I do have a question, though. Reading up on boot I begin to see the appeal (for personal projects, anyway - workplace has its own policies). @cfleming - you said boot wasn’t supported in cursive right now. What does that entail, exactly ? Can I still navigate code, go to definitions and the like if I get an nrepl session going ?

cfleming07:09:43

@pseud I believe so, yes. There are a couple of options for emulating boot support in Cursive: https://github.com/boot-clj/boot/wiki/For-Cursive-Users

cfleming07:09:06

Basically, as part of your boot build you generate either a project.clj or a pom, and import that into Cursive.

cfleming07:09:32

Probably the biggest issue will be lack of symbol resolution in the boot file itself - all the project code should be fine.

cfleming07:09:59

I’m also not sure how their CLJS REPL works, nREPL should work fine if you can start one of those easily.

cfleming07:09:59

Actually, re-reading your question, note that Cursive doesn’t actually need a REPL for symbol resolution (navigation, completion, etc) - you might be used to needing one from Cider and other environments.

sveri07:09:28

@cfleming When I hit a stacktrace in general, 99% of the times I have to scroll back to the start of it.

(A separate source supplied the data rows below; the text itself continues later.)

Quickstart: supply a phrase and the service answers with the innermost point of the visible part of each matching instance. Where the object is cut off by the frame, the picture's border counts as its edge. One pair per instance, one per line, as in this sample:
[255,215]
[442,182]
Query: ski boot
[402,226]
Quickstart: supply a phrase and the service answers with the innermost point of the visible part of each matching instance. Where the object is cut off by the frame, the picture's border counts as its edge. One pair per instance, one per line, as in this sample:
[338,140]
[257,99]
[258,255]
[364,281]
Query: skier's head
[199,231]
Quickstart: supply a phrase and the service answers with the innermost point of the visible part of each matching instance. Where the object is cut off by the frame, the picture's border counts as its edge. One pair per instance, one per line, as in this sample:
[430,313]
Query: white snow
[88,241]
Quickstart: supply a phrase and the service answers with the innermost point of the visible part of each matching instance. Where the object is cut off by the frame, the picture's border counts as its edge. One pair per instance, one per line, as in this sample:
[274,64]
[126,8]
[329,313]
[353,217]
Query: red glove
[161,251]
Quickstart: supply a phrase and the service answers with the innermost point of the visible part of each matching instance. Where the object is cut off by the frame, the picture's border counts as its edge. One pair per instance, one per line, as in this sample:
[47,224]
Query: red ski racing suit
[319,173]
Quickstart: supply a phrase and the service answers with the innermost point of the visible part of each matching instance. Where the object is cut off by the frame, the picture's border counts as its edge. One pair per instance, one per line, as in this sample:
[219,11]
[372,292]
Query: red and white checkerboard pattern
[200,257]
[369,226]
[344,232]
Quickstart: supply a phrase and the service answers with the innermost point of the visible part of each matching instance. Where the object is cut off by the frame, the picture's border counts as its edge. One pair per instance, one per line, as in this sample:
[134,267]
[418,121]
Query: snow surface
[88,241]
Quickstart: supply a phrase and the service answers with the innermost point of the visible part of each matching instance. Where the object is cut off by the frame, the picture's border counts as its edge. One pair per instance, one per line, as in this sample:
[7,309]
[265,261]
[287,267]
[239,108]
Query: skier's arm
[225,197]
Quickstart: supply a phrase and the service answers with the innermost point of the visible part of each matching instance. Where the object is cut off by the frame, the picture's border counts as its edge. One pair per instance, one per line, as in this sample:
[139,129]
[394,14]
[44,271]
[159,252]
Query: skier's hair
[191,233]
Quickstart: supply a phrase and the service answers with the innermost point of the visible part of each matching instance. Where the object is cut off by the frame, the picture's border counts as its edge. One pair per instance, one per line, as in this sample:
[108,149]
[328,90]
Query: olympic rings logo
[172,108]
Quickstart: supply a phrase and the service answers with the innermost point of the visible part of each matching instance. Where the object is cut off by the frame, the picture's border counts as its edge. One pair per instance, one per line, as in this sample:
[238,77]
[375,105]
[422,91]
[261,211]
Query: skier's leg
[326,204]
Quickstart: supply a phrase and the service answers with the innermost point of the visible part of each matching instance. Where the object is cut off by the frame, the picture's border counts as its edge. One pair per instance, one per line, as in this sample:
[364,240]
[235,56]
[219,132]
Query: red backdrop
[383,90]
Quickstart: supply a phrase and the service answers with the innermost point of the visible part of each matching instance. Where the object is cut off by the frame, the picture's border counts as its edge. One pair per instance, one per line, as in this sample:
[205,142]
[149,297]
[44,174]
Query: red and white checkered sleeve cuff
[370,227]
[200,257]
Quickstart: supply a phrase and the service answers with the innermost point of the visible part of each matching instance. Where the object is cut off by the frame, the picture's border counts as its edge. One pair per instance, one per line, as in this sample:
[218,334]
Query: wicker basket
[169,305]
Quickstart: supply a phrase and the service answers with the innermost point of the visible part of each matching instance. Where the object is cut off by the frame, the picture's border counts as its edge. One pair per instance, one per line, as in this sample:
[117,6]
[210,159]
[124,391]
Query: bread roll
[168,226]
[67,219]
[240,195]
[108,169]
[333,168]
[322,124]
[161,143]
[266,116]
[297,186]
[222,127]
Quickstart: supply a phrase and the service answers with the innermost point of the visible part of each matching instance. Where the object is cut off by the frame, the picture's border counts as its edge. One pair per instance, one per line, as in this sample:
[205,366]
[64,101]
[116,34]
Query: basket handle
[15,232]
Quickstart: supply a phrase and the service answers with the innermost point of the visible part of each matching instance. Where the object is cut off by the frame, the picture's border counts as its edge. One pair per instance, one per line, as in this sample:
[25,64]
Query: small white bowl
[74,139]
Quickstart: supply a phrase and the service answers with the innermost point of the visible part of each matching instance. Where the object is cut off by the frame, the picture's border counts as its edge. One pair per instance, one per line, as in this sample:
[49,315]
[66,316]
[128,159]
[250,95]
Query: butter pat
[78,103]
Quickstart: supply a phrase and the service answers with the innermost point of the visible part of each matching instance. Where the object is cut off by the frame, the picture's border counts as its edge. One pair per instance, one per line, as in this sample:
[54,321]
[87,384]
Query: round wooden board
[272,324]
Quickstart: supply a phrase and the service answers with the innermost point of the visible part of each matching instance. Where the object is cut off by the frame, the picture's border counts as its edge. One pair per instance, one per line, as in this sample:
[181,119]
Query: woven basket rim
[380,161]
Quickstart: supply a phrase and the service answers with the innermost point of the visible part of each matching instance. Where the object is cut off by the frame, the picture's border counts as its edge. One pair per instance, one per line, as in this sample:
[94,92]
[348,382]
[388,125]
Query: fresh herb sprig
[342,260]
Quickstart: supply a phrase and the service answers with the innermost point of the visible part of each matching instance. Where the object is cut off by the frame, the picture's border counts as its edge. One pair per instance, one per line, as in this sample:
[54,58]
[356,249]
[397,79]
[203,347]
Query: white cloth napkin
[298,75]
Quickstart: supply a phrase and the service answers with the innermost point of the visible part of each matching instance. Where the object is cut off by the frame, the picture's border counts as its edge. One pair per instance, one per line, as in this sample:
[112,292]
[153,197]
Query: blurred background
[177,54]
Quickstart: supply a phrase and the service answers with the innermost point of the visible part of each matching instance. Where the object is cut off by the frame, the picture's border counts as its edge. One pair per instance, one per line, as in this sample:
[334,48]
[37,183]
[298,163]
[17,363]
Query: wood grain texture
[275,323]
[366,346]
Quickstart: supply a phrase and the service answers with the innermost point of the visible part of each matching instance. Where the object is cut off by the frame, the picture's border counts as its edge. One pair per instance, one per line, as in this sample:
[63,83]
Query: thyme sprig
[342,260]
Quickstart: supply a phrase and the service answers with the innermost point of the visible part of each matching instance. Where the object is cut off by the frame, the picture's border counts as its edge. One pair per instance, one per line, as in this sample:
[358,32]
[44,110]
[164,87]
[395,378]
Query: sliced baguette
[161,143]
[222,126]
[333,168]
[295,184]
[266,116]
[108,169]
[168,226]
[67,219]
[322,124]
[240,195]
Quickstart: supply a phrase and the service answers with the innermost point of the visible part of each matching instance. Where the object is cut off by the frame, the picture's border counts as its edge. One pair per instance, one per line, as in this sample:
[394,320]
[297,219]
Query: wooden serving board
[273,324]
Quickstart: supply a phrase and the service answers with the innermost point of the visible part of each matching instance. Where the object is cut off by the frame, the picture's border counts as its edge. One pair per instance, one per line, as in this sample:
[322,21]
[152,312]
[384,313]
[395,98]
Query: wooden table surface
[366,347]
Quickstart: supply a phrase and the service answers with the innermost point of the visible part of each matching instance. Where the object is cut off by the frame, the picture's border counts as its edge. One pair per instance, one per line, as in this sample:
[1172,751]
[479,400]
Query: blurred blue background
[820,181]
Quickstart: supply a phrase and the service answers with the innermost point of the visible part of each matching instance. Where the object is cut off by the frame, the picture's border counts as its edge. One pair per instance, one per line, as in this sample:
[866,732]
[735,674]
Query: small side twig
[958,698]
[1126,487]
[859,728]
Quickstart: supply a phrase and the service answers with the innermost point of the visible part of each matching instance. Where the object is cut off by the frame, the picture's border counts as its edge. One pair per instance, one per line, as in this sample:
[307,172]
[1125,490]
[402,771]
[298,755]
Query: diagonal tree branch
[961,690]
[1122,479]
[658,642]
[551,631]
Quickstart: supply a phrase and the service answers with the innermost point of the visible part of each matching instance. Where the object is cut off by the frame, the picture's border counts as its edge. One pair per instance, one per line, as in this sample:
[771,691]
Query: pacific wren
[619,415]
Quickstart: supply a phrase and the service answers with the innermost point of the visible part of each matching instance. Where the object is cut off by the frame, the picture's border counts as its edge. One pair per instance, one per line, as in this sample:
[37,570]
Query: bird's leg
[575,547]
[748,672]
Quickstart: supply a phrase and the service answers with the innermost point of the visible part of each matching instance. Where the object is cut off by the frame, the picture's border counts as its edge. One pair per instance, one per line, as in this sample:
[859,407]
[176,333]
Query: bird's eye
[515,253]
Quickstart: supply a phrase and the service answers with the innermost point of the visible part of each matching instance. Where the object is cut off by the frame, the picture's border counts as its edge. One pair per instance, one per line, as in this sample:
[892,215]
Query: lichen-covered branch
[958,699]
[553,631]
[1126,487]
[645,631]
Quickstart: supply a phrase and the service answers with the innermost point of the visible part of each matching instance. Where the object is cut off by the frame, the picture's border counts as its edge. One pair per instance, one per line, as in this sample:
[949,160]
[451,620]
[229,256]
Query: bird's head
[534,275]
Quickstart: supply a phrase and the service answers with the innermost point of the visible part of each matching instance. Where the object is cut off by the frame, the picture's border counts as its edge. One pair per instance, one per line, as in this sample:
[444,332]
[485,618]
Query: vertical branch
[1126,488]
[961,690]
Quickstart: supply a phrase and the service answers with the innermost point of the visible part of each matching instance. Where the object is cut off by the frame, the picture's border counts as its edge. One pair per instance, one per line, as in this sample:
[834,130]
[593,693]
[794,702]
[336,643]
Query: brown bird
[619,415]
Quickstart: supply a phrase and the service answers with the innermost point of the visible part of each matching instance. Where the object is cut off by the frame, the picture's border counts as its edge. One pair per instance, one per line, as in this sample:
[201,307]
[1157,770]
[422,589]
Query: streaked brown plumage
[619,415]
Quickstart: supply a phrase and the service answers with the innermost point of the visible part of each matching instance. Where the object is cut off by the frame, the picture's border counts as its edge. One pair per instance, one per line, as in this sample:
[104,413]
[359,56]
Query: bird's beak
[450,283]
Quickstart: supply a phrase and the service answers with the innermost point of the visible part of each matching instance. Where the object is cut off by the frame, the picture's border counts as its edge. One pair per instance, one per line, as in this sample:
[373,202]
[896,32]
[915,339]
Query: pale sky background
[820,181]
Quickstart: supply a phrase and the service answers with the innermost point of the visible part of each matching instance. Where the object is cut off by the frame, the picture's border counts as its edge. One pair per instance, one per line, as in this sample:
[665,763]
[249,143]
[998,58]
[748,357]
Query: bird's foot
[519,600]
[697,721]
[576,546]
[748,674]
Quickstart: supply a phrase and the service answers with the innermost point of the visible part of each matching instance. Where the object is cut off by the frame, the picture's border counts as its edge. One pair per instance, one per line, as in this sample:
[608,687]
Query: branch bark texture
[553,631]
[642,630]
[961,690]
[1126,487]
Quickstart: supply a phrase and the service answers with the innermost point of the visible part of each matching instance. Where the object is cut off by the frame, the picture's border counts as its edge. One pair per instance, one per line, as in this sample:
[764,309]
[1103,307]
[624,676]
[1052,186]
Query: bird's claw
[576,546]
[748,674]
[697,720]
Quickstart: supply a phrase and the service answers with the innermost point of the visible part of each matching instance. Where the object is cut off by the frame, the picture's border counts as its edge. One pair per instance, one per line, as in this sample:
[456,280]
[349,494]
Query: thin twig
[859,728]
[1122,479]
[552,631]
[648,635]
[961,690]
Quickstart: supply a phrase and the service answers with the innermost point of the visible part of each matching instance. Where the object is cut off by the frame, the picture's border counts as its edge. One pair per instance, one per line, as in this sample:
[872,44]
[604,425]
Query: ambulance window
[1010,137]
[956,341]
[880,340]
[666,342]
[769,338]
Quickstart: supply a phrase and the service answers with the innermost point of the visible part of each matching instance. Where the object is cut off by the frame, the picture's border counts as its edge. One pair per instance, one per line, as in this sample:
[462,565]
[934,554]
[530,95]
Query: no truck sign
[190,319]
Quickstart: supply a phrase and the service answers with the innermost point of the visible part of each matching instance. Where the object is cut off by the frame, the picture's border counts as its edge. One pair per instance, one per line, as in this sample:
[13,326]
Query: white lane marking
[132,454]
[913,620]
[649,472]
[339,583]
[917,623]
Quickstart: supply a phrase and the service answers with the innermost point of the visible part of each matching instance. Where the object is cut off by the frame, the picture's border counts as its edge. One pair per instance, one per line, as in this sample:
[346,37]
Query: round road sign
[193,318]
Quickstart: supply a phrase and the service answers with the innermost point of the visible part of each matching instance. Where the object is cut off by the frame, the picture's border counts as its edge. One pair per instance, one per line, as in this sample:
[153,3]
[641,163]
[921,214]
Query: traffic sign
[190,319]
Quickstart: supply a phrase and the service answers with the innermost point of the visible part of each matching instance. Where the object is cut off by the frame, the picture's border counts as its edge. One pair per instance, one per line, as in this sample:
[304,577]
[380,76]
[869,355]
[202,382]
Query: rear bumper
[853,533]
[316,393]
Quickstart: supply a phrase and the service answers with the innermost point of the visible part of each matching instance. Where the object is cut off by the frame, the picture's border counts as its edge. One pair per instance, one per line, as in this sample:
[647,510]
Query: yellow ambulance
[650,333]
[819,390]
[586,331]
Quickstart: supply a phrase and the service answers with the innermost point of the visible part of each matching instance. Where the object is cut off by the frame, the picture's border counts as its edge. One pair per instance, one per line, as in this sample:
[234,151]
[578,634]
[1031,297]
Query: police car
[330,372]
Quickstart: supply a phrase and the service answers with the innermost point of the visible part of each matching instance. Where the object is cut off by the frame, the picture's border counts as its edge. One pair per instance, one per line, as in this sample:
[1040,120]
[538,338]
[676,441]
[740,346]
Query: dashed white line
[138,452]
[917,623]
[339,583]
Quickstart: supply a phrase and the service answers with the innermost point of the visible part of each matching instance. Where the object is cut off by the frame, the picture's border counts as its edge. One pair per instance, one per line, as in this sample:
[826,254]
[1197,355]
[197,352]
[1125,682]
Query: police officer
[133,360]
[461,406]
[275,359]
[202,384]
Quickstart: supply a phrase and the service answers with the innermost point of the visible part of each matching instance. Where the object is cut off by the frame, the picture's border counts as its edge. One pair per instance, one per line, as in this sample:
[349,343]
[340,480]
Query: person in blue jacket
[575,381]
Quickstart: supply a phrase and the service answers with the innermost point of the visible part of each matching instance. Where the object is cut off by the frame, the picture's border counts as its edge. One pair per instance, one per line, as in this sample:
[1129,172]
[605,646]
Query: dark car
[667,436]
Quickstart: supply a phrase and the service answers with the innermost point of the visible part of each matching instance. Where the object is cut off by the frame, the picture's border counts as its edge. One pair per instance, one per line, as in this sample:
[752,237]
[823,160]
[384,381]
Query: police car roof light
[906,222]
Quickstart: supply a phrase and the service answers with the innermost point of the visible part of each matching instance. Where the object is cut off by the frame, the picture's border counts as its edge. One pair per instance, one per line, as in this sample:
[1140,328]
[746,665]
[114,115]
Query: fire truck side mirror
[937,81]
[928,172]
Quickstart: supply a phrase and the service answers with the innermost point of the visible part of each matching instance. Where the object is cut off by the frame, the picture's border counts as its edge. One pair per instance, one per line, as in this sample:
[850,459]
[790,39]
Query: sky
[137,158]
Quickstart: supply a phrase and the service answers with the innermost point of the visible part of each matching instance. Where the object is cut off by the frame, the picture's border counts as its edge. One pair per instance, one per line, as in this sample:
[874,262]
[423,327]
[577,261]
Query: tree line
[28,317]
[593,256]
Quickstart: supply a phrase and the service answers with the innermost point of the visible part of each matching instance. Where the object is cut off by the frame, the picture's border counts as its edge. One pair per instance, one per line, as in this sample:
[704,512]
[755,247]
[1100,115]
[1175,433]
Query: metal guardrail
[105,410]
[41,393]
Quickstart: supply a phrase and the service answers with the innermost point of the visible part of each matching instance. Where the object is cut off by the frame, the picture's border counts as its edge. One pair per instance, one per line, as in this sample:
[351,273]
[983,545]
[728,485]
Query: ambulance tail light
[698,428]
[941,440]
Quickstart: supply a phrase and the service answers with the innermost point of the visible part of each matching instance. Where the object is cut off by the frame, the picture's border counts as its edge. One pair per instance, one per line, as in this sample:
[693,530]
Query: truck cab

Would it be possible to have cursive do that for me? Would be really nice to not have to scroll myself all the time. Especially given that they are so long in clojure.

pseud07:09:48

@cfleming - (wrt. nREPL & symbol resolution), that’s very good to know. Thanks 🙂 I’ll definitely play with cursive & boot in the near future

cfleming11:09:58

@sveri Are they still too long even with the folding of lines not in your project? Is this clj or cljs?

Pablo Fernandez13:09:54

I'm using Cursive for the first time on Windows and the shortcuts include a meta key. Is this broken or am I missing something?

imre14:09:49

I suppose it is, I reported it a while back

Pablo Fernandez15:09:45

I modified them and created a chestography cheat sheet which I published.

hlship19:09:16

Anyone see the REPL hang sometimes on reload (or run tests)? I think I see this rarely with normal run, more often w/ debug.

hlship19:09:36

I see “Loading namespace <x> …” and that’s as far as it gets.

hlship19:09:46

I’m tailing the log to see if anything pops up there next time.

hlship19:09:22

… and of course, now it doesn’t manifest.

kenny21:09:50

Is there an easy way to get all of your requires to :reload in the REPL? This would be incredibly helpful for when you are working on two different libraries at once and you want the code that was changed from a dependency to be reloaded in the REPL. Right now I have to manually type (require 'my.ns :reload) every time I want to reload my.ns.